4. Gelet op het bovenstaande is niet de voorzieningenrechter van deze rechtbank, maar de voorzittervan de Afdeling bevoegd om te beslissen op het hier voorliggende verzoek en verklaart de voorzieningenrechter zich dan ook onbevoegd om van dit verzoek kennis te nemen. Het verzoekschrift zal met toepassing van artikel 6:15 van de Awb worden doorgezonden aan de voorzitter van de Afdeling.
5. Verweerder heeft ter zitting uitdrukkelijk verzocht de brief van 14 mei 2012 waarbij het bezwaarschrift van 26 april 2012 is doorgezonden als zijnde een beroepschrift, als ingetrokken te beschouwen.
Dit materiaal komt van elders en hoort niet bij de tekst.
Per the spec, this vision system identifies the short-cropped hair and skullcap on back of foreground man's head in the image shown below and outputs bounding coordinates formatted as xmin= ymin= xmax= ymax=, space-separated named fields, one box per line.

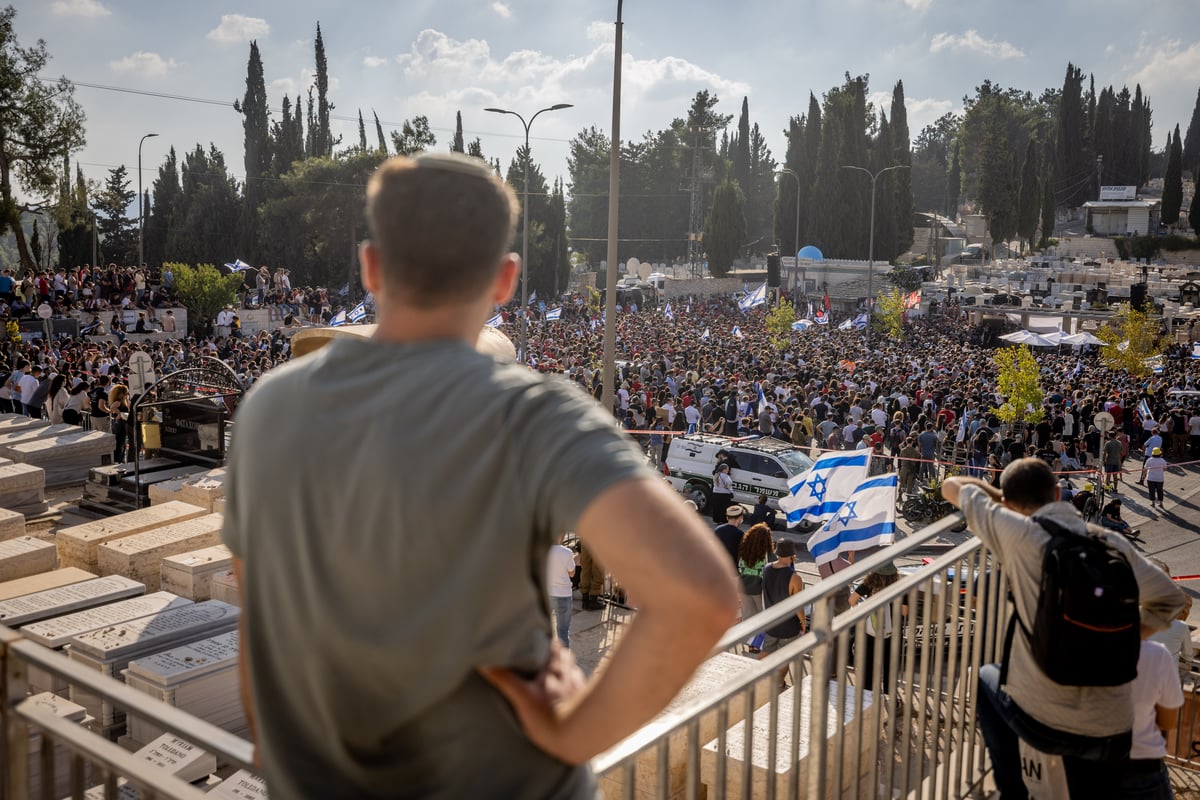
xmin=366 ymin=154 xmax=520 ymax=306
Het bezwaarschrift is als zodanig door verweerder in behandeling genomen.
6. Voor een proceskostenveroordeling bestaat in dit stadium van de procedure geen aanleiding. Het door verzoekers in de bodemprocedure betaalde griffierecht zal worden terugbetaald .
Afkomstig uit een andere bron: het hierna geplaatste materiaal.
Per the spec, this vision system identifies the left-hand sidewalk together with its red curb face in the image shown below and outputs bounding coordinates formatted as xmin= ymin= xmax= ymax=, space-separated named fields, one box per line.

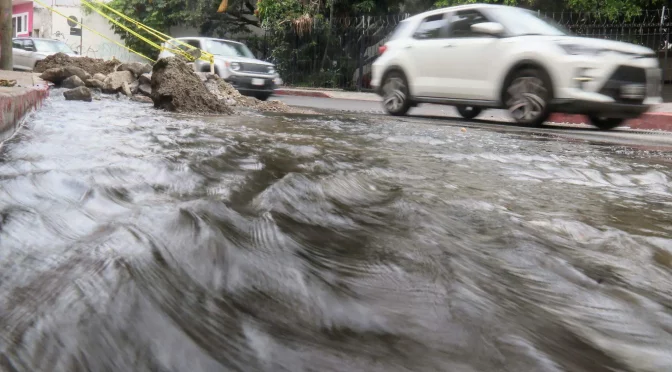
xmin=0 ymin=71 xmax=49 ymax=144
Deze uitspraak is gedaan door mr. M.J.H.M Verhoeven, voorzieningenrechter, in aanwezigheid van mr. A.M.M. Belt-Brouns, griffier. De beslissing is in het openbaar uitgesproken op 10 juli 2012.
griffier voorzieningenrechter
De griffier is buiten staat deze uitspraak te ondertekenen.
Afschrift verzonden aan partijen op:
<b>Rechtsmiddel</b>
Tegen deze uitspraak staat geen rechtsmiddel open.